Parameter Count: GRU has approximately 25% fewer parameters than LSTM
Computational Efficiency: GRU has faster training and inference speed
Performance Comparison: Similar performance on most tasks, specific tasks may vary
Selection Guidelines:
- Small dataset: Choose GRU (fewer parameters, less prone to overfitting)
- Large dataset: Can try LSTM (stronger expressive power)
- Limited computational resources: Choose GRU

2.2.4 Sequence-to-Sequence (Seq2Seq) Models

Seq2Seq models are classic architectures for handling sequence transformation tasks.

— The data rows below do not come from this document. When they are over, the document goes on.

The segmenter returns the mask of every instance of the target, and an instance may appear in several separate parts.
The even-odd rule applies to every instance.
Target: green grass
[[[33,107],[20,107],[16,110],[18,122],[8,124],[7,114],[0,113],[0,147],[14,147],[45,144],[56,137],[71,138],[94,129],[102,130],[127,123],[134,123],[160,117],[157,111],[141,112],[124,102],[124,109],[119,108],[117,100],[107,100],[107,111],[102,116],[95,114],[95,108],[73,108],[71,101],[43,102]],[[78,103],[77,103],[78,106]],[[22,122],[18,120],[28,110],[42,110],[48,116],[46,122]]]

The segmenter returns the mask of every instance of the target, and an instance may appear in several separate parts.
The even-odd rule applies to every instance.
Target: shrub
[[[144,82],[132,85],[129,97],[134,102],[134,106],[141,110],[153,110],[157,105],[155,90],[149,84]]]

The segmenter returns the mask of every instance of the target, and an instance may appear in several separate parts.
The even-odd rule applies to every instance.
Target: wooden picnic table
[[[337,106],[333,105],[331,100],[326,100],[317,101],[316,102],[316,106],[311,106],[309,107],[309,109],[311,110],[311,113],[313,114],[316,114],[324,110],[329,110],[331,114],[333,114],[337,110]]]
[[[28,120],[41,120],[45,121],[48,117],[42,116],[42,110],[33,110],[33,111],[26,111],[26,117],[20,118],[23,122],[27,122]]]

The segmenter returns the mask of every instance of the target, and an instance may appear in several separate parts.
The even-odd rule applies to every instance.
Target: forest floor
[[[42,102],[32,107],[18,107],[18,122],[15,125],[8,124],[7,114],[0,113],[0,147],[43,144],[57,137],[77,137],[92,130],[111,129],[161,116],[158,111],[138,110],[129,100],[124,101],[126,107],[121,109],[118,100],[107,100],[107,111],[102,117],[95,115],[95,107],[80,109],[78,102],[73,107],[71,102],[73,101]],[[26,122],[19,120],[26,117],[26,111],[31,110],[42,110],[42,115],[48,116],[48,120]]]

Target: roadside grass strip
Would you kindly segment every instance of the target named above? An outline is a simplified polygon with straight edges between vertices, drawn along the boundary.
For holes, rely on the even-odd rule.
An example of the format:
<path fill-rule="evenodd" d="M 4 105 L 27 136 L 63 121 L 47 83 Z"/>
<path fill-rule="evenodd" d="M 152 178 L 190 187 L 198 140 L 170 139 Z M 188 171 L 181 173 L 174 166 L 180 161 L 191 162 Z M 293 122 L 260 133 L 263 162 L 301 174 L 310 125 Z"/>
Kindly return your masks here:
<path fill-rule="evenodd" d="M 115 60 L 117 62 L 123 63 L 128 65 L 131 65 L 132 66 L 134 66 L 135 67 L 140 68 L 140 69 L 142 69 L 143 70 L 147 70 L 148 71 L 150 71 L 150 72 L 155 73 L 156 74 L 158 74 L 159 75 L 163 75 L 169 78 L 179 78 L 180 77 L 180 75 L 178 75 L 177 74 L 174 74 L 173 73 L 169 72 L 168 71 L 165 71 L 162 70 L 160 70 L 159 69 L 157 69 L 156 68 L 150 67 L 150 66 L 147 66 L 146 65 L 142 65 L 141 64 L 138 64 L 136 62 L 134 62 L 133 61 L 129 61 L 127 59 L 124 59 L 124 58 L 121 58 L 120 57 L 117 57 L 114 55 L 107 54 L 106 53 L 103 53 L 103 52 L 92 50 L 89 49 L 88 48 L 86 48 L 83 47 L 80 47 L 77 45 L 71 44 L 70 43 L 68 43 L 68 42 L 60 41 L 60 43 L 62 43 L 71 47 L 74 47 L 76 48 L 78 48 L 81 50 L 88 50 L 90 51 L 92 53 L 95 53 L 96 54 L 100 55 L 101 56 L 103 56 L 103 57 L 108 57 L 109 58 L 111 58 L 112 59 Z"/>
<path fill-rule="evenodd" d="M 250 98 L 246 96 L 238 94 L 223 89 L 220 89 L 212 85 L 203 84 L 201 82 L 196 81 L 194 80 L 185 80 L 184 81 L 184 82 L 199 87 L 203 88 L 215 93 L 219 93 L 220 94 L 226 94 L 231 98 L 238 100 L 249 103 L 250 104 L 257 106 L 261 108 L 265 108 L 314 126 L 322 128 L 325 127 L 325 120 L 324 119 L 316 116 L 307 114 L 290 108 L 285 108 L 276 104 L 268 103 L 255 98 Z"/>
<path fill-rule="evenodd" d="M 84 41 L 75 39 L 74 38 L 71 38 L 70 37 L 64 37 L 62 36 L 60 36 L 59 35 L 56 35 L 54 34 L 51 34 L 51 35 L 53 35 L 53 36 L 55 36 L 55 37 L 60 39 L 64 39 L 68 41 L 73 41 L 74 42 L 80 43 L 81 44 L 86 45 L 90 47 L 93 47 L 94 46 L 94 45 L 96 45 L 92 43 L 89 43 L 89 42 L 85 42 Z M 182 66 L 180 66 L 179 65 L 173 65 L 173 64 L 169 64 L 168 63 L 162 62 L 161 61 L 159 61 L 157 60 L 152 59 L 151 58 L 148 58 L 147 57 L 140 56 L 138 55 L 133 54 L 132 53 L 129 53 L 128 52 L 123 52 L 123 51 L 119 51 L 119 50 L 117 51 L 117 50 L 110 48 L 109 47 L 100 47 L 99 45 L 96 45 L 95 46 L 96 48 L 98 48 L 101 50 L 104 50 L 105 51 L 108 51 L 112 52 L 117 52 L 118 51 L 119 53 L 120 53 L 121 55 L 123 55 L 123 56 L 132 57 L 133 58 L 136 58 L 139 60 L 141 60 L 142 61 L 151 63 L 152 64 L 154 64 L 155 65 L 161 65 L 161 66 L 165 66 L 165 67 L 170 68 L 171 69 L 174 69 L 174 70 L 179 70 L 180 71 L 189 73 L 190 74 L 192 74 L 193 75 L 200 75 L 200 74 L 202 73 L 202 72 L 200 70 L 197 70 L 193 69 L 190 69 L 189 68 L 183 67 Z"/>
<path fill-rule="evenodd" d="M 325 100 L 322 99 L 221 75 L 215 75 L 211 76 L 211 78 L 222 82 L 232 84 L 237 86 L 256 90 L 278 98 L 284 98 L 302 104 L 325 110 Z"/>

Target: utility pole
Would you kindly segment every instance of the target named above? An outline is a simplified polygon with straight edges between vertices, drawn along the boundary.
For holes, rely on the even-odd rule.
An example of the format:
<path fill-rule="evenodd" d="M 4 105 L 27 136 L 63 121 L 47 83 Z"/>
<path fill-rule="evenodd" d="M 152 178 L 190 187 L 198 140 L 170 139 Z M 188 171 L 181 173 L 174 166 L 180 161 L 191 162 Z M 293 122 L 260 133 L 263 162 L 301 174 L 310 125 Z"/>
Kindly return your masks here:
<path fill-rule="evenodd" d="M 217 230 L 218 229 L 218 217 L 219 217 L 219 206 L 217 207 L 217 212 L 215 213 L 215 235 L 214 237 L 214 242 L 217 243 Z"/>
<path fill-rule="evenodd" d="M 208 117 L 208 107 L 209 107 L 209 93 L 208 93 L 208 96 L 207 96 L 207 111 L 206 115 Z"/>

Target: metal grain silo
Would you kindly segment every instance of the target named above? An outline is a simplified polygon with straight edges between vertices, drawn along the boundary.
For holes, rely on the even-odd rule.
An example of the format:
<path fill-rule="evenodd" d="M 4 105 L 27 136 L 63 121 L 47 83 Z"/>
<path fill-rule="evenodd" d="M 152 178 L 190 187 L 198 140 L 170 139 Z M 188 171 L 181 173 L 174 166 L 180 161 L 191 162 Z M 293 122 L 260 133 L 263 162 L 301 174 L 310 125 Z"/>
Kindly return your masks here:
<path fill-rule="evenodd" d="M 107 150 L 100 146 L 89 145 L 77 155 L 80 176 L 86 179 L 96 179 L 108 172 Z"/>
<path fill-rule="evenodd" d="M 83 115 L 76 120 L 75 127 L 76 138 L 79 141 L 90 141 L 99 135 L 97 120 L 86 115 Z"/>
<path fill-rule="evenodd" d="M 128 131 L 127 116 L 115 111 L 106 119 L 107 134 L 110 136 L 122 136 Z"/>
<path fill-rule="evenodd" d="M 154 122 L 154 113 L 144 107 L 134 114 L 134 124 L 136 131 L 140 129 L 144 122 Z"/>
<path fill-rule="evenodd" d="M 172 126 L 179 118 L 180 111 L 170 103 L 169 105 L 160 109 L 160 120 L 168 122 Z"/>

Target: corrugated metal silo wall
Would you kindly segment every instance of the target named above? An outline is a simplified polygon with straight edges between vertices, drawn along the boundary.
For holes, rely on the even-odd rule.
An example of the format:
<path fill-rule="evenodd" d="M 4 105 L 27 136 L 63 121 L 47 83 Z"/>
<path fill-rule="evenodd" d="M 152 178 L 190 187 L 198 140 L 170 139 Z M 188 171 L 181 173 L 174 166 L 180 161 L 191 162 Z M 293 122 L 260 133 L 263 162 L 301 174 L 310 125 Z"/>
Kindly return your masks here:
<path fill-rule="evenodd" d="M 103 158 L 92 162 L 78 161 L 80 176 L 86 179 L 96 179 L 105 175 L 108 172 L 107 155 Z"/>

Basic Architecture of Seq2Seq:

Encoder: Encodes input sequence into fixed-length vector representation
Decoder: Generates output sequence based on encoding vector
Application Scenarios: Machine translation, text summarization, dialogue generation, etc.

Encoder Design:

Recurrent Encoder: Uses LSTM/GRU to process input sequence
Final State: Encoder’s final hidden state serves as context vector
Bidirectional Encoder: Combines forward and backward information for richer representation

Decoder Design:

Initialization: Uses encoder’s final state to initialize decoder
Autoregressive Generation: Each step’s generation depends on previously generated content
Teacher Forcing: Uses true labels as input during training

Introduction of Attention Mechanism: Traditional Seq2Seq Problems:

Information Bottleneck: All input information compressed into single vector
Long Sequence Performance Degradation: Encoding vector struggles to retain all important information

Attention Mechanism Solutions:

Dynamic Context: Decoder can access all encoder hidden states at each step

Weight Calculation:


eij = a(si-1, hj)  # Alignment scores
αij = softmax(eij)  # Attention weights
ci = Σ αij × hj     # Context vector

Improvement Effects: Significantly improves long sequence translation quality

Limitations of Seq2Seq:

Serial Decoding: Cannot parallelize generation, slow inference speed
Length Constraints: Still difficult when processing very long sequences
Alignment Issues: Poor performance when input-output sequence lengths differ significantly

These limitations ultimately led to the emergence of Transformer architecture, completely changing the paradigm of sequence modeling.